CELUI QUI TOMBE… BIEN HAUT

Alors ça fait quoi d’avoir assisté à l’un des spectacles de post-cirque les plus aboutis de cette dernière décennie ? Après ce week-end inaugural de Total Danse, je reprendrai les envolées du proto-philosophe Thierry Roland pour illustrer mon état d’esprit : «Je crois qu'après avoir vu ça, on peut mourir tranquille! Enfin, le plus tard possible. Ah! C'est superbe! Quel pied! Oh putain!»

Bongou vous l’avait annoncé et ne s’était pas trompé : “Celui qui tombe” de Yoann Bourgeois est un chef d’œuvre multidisciplinaire qui donne le vertige par sa virtuosité technique, émotionnelle et graphique.

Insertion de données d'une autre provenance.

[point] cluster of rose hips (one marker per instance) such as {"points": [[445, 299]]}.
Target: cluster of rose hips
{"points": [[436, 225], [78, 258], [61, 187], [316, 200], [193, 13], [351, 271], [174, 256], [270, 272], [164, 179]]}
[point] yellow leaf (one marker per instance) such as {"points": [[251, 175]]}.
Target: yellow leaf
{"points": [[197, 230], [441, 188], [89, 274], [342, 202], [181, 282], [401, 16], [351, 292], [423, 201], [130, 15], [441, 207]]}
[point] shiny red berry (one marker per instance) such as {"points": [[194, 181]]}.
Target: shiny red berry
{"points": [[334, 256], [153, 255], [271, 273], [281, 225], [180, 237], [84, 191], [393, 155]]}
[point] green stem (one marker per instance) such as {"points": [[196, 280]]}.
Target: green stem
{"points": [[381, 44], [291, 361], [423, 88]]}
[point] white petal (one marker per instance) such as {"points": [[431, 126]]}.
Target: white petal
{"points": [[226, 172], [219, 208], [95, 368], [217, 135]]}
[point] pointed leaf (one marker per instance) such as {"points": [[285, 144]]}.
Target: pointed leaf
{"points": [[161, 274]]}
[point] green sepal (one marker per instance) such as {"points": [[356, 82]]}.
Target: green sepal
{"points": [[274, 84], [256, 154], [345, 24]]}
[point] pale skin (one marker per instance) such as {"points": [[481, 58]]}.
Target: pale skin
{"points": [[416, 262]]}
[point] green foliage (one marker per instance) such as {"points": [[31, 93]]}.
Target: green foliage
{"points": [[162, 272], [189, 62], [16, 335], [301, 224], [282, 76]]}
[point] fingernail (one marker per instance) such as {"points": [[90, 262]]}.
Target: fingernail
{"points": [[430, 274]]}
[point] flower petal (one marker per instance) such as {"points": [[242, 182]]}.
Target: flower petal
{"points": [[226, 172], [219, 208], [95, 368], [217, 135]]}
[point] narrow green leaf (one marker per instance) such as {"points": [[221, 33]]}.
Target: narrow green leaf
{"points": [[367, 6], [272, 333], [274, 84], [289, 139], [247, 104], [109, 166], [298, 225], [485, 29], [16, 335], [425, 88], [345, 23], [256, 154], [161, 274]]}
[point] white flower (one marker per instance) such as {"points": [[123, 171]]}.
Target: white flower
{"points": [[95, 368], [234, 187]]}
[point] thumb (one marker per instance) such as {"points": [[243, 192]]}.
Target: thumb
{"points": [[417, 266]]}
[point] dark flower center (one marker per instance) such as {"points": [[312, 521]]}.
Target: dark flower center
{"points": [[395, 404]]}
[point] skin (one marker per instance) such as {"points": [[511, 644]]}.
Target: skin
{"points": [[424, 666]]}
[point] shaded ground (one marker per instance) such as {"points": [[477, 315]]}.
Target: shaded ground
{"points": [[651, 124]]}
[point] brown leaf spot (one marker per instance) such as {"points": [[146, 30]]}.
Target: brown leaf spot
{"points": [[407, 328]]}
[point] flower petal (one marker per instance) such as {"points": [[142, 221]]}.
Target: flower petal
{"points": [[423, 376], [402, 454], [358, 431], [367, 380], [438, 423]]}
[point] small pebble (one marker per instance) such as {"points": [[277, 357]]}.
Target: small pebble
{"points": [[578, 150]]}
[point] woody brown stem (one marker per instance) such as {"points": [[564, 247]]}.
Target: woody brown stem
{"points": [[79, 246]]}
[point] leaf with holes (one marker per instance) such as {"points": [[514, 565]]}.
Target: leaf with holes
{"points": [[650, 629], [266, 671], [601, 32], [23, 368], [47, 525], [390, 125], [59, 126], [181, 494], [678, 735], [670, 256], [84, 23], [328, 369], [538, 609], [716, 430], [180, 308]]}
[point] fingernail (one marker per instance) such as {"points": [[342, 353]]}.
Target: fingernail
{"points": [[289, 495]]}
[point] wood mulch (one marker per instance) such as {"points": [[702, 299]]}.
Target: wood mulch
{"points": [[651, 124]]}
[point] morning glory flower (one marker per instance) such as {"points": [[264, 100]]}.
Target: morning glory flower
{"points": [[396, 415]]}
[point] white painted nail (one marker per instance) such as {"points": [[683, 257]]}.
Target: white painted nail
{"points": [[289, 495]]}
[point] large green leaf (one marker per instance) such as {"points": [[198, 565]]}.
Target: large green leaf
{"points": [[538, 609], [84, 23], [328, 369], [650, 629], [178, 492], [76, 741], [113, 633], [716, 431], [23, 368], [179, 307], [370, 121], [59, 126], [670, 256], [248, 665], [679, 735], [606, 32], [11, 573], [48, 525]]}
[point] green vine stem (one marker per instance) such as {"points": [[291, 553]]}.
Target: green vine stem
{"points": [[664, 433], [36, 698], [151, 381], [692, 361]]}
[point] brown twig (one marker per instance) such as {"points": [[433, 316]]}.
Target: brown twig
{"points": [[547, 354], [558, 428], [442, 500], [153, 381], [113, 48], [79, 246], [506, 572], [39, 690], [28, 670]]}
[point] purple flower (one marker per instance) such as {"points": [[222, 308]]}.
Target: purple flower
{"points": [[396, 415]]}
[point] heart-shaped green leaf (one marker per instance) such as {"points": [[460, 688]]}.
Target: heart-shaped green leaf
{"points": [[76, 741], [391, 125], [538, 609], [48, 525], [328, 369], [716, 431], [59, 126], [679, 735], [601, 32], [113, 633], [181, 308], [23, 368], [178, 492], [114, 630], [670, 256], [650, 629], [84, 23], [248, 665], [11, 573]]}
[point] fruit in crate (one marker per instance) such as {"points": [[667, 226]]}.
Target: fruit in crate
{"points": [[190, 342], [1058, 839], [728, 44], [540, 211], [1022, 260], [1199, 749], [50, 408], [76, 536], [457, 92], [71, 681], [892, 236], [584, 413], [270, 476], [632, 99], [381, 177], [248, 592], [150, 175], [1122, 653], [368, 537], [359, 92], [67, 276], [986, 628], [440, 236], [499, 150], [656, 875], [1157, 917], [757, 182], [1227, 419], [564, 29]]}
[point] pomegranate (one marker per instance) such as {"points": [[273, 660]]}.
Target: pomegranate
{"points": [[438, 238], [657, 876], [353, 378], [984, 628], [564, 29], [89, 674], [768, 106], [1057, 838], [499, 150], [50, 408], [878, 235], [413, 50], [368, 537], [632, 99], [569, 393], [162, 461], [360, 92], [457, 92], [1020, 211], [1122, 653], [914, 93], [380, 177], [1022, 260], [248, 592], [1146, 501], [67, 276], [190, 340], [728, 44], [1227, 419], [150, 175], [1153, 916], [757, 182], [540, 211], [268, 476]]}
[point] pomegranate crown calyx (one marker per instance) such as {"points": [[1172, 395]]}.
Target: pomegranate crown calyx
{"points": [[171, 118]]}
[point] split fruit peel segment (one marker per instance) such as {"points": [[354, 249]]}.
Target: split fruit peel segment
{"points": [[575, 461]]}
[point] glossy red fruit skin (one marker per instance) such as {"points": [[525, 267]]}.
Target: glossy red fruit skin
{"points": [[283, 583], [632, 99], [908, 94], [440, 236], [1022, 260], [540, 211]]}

Tomber sous le charme, tomber raide dingue, tomber pile-poil, tomber enceinte,  tomber amoureux, tomber à pic… Autant d’expressions montrant qu’une action plutôt malencontreuse peut déboucher sur une suite merveilleuse.  Je ne vais pas m’étaler sur les intentions narratives du spectacle car chacun est libre d’interpréter, d’intellectualiser (ou pas) chaque tableau, aux sensations tellement opposées et pourtant corrélées. C’est la force de cette création suffisamment profonde pour interroger l’exigeant spectateur germanopratin et assez légère pour toucher n’importe quel esprit enfantin. Ce plancher de bois de 6 m2, pesant près de deux tonnes, mobilisé par différents mécanismes (l’équilibre, la force centrifuge, le ballant) est clairement le personnage central de cette épopée puisqu’il incarne la vie. Celle qui nous bouscule, nous paraît insurmontable, nous oppose, nous réunit et nous détruit. Autant vous dire que ce tourbillon de situations ne défend pas une unique vision, à savoir la difficile adaptation de l’individu à un environnement perturbant; au contraire elle sublime les moments de cohésion et d’exaltation.

L’accompagnement musical est panaché, accessible à tous et découpe cette épopée avec habileté. Ça commence avec le deuxième mouvement de la septième symphonie de Beethoven (avancez, de toute façon on va tous crever) et enchaîne avec l’enjoué « My Way » de Sinatra qui va faire valser nos trois couples sur ce plancher, sorte d’immense vinyle boisé. Un tournoiement aussi athlétique que féerique rappelant la magie et la malice des clips du groupe OK Go en y ajoutant un vrai propos. Et que dire de ce moment de grâce où les six personnages interprètent a capella un extrait de l’opéra « Didon et Enée » de Henry Purcell suspendus au-dessus du plateau avec brio et une déconcertante décontraction. On ne sait plus trop si l’on assiste à de l’opéra, du théâtre, de la danse ou du cirque tant ces artistes savent tout faire. Dommage que ces instants de dénuement aient été parasités par d’incessants toussotements du public, aussi hétéroclite qu’atteint de rhinopharyngite. Le directeur des TDR, Pascal Montrouge, nous a qualifiés de spectateurs merveilleux; délicieux compliment que je validerai quand on aura éradiqué tous ces néo-tuberculeux.

Quoi qu’il en soit, cette ultime touche de sarcasme n’entachera pas mon formidable émoi devant cette merveille concoctée par Yoann Bourgeois et je ne pouvais rêver plus intense pour entamer ce Total Danse.